Monday, February 21, 2022

Parallel Mothers: History refuses to shut its mouth

Lots to love in 'Parallel Mothers'/'Madres Paralelas' (2021), the latest Pedro Almodóvar film.



One plot thread concerns the uncovering of a mass grave for victims of Franco's fascist forces, very much a live issue in Spain where The Association for the Recovery of Historical Memory (which features in the film) has been leading the movement to uncover the stories, and physical remains, 'of thousands of civilians executed during the 1936-39 Civil War and the 1939-75 Franco regime. It is estimated that 200,000 men and women were killed in extrajudicial executions during the War, and another 20,000 Republicans murdered by the regime in the post-war years. Thousands more died as a result of bombings, and in prisons and concentration camps'.


The film finishes with a quote on screen from the Uruguayan writer Eduardo Galeano

'No history is mute. No matter how much they burn it, break it, and lie about it, human history refuses to shut its mouth'.
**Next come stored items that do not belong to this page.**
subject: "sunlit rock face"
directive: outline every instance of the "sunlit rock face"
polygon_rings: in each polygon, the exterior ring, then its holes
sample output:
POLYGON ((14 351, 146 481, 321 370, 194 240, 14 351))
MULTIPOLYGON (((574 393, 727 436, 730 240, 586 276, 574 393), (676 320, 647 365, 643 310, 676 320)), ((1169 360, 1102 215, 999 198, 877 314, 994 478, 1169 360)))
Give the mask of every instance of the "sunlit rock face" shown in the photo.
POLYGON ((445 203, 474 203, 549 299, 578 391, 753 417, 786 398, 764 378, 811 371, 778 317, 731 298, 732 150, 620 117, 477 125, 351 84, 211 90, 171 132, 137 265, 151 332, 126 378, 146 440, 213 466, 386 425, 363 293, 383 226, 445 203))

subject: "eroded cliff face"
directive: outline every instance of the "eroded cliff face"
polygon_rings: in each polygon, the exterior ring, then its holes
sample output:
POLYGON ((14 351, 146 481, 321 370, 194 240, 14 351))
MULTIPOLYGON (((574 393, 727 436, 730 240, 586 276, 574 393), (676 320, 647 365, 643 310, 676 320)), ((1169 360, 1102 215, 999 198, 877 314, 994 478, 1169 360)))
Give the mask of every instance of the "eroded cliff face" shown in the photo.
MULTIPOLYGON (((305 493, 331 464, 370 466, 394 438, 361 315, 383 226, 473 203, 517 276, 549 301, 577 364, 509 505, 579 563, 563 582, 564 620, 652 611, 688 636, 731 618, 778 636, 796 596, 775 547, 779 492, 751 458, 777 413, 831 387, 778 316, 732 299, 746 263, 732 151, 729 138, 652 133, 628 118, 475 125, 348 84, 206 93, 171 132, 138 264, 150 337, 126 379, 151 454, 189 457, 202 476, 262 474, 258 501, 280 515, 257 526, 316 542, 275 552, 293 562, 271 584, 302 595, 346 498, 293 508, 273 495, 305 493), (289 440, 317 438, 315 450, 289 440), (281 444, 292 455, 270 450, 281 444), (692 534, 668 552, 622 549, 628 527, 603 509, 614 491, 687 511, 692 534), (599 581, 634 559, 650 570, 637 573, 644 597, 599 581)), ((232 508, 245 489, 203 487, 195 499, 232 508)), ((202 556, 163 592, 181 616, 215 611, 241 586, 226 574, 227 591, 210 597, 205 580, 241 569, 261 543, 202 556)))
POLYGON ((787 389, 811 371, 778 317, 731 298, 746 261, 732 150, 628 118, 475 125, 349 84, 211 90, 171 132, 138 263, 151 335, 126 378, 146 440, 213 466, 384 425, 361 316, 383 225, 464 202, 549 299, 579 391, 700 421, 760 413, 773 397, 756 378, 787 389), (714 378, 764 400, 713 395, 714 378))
The quote in its wider context is as follows:

'Does history repeat itself? Or are the repetitions only penance for those who are incapable of listening to it? No history is mute. No matter how much they burn it, break it, and lie about it, human history refuses to shut its mouth. Despite deafness and ignorance, the time that was continues to tick inside the time that is. The right to remember does not figure among the human rights consecrated by the United Nations, but now more than ever we must insist on it and act on it. Not to repeat the past but to keep it from being repeated. Not to make us ventriloquists for the dead but to allow us to speak with voices that are not condemned to echo perpetually with stupidity and misfortune. When it is truly alive, memory doesn’t contemplate history, it invites us to make it' (Eduardo Galeano, Upside Down: A Primer for the Looking-glass World, New York: Picador, 1998, p. 210).